Pessoas que merecem um topico: Augusto dos Anjos

    Autor Mensagem
    Henry Chinaski
    Veterano
    # ago/11 · Editado por: Henry Chinaski


    Monólogo de uma sombra

    "Sou uma Sombra! Venho de outras eras,
    Do cosmopolitismo das moneras...
    Pólipo de recônditas reentrâncias,
    Larva de caos telúrico, procedo
    Da escuridão do cósmico segredo,
    Da substância de todas as substâncias!


    A simbiose das coisas me equilibra.
    Em minha ignota mônada, ampla, vibra
    A alma dos movimentos rotatórios...
    E é de mim que decorrem, simultâneas,
    A saúde das forças subterrâneas
    E a morbidez dos seres ilusórios!


    Pairando acima dos mundanos tetos,
    Não conheço o acidente da Senectus
    -- Esta universitária sanguessuga
    Que produz, sem dispêndio algum de vírus,
    O amarelecimento do papirus
    E a miséria anatômica da ruga!


    Na existência social, possuo uma arma
    -- O metafisicismo de Abidarma --
    E trago, sem bramânicas tesouras,
    Como um dorso de azêmola passiva,
    A solidariedade subjetiva
    De todas as espécies sofredoras.

    Como um pouco de saliva quotidiana
    Mostro meu nojo à Natureza Humana.
    A podridão me serve de Evangelho...
    Amo o esterco, os resíduos ruins dos quiosques
    E o animal inferior que urra nos bosques
    É com certeza meu irmão mais velho!



    Tal qual quem para o próprio túmulo olha,
    Amarguradamente se me antolha,
    À luz do americano plenilúnio,
    Na alma crepuscular de minha raça
    Como uma vocação para a Desgraça
    E um tropismo ancestral para o Infortúnio.

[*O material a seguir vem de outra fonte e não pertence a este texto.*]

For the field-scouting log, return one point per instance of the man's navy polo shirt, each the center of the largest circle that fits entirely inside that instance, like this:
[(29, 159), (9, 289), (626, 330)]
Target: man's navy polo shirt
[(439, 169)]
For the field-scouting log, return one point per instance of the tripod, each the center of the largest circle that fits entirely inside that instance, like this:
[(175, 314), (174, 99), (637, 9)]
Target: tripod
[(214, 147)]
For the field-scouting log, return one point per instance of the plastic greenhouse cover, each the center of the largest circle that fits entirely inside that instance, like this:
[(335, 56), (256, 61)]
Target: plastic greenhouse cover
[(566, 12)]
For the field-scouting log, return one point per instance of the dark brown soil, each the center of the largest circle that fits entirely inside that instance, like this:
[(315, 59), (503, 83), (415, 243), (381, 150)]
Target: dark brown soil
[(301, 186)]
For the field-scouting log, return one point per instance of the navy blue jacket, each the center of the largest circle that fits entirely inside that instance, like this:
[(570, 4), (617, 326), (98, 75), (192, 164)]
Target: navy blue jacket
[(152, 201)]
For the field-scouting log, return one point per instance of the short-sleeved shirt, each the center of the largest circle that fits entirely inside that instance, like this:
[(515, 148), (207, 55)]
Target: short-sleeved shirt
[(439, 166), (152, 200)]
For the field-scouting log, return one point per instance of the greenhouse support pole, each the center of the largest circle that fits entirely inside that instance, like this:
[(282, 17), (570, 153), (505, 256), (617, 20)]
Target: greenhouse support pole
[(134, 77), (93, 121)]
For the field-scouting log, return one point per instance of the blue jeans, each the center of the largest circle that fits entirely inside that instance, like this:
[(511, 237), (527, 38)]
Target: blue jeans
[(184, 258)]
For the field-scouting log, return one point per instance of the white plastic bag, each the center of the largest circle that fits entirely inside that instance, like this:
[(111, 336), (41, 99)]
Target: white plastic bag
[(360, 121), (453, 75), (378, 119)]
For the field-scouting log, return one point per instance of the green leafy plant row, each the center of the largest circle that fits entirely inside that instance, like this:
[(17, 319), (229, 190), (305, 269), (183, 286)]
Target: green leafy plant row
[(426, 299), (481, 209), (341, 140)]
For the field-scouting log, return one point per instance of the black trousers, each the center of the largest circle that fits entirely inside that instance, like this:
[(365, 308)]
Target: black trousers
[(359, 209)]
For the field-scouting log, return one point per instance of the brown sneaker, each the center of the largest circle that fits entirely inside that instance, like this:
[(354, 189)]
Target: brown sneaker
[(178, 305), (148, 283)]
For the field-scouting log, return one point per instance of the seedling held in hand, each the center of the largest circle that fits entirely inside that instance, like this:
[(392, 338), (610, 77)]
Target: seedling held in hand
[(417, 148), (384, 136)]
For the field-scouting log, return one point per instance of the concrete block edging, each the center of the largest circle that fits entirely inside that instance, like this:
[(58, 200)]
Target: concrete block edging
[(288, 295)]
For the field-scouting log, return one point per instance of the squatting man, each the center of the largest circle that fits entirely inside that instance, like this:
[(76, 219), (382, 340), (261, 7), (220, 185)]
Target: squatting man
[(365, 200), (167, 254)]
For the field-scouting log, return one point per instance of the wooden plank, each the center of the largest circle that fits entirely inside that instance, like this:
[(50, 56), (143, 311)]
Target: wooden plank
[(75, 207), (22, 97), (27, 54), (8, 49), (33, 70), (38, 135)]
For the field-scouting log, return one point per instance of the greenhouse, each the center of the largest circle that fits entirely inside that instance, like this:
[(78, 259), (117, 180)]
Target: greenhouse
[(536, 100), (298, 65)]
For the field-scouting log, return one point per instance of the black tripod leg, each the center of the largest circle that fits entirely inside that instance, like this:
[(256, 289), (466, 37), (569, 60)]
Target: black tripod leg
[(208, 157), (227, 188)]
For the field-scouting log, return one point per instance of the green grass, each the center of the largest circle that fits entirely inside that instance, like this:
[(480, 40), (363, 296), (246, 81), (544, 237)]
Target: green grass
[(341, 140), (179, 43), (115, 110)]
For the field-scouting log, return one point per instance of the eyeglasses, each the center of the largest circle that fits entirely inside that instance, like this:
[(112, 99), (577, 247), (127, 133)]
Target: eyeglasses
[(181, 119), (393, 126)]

    Aí vem sujo, a coçar chagas plebéias,
    Trazendo no deserto das idéias
    O desespero endêmico do inferno,
    Com a cara hirta, tatuada de fuligens
    Esse mineiro doido das origens,
    Que se chama o Filósofo Moderno!


    Quis compreender, quebrando estéreis normas,
    A vida fenomênica das Formas,
    Que, iguais a fogos passageiros, luzem.
    E apenas encontrou na idéia gasta,
    O horror dessa mecânica nefasta,
    A que todas as coisas se reduzem!


    E hão de achá-lo, amanhã, bestas agrestes,
    Sobre a esteira sarcófaga das pestes
    A mosrtrar, já nos últimos momentos,
    Como quem se submete a uma charqueada,
    Ao clarão tropical da luz danada,
    O espólio dos seus dedos peçonhentos.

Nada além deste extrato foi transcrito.